A Milano gli ambulanti non alimentari scendono in piazza, infuriati come mai: vogliono lavorare in zona rossa: "Nessuno dice che siamo senza ristori. Da cinque mesi non portiamo i soldi a casa". Bloccano il traffico in zona Stazione, incassano la solidarietà della Lega ("rischio di crisi irreversibile del settore") e sono ricevuti dal prefetto al termine di un giorno ad alta tensione. A Caserta gli ambulanti paralizzano l’A1 tra Villa Literno-Pomigliano e Caserta Sud. Così la rivolta unisce Napoli a Roma. A Bari un sit-in blocca il centro. Forse è solo l’anteprima di proteste diffuse, in assenza di una rotta chiara che tenga insieme riaperture e vaccini (la cui penuria indebolisce il governo).

Gli scontenti aumentano e hanno i nervi a fior di pelle. Baristi e ristoratori sono sfiancati da un anno sincopato, tra chiusure, sanificazioni, distanziamenti, riaperture all’aperto, serate vietate, riconversione all’asporto. Fino a quando? Titolari di piscine e palestre assistono increduli a vasche vuote, ginnastica collettiva al parco con personal trainer oppure negli spazi ’open’ attrezzati dai Comuni. "Dove sono le evidenze scientifiche che nei pub, in pista o nelle palestre il Covid possa diffondersi di più rispetto a uffici pubblici, mezzi di trasporto e supermercati? Fuori le carte". I gestori di discoteche paventano un’altra estate a mixer spento, zero balli e barman dallo psicanalista. Gestori di stabilimenti balneari e albergatori costieri osservano preoccupati la rapidità di manovra della concorrenza spagnola e greca. Gli organizzatori nuziali (settore da 4 miliardi nel 2019) lamentano indennizzi "irrisori" a fronte di perdite medie del fatturato all’80%, coppie in tilt che si separano, cerimonie romantiche ormai rinviate al 2022. "Rischiamo di perdere il lavoro di promozione per far diventare l’Italia una delle mete più desiderate per i matrimoni – avverte Suita Carrano Bonadies, alla guida di 3mila wedding planner –. Tutto questo a beneficio di nazioni che si stanno muovendo più velocemente".

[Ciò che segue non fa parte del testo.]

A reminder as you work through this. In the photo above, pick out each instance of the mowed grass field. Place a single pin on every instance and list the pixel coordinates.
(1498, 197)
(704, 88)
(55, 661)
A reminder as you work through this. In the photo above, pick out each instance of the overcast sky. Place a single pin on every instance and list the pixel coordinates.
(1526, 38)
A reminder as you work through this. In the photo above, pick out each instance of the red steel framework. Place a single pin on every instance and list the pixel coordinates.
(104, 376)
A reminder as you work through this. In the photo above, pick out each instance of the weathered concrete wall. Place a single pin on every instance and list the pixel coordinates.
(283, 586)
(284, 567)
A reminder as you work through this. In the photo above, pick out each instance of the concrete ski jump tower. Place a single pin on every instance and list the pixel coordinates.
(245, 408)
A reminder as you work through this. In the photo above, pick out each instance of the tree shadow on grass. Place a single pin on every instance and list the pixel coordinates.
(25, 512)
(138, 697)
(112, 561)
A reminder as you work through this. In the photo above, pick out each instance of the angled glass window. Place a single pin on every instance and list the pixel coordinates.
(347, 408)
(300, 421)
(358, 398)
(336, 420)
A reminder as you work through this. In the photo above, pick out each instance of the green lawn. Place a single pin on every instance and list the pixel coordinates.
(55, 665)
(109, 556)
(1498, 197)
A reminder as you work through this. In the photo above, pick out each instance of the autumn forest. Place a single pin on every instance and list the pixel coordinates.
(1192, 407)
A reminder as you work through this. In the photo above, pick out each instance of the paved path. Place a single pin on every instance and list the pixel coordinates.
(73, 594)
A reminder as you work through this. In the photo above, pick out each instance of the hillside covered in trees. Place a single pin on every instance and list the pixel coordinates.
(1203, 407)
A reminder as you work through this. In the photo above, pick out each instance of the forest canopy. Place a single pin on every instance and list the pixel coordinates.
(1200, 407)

I rider delle consegne di cibo a domicilio incrociano periodicamente le gambe: perché la mancanza di tutele diventa ancora più insopportabile durante gli spossanti turni di questi mesi. I taxisti protestano: 5mila euro di ristori sono niente. Anche giostrai, circensi, acrobati, funamboli, giocolieri, clown considerano insufficienti gli 11 milioni stanziati dal ministro Dario Franceschini. Preferirebbero lavorare.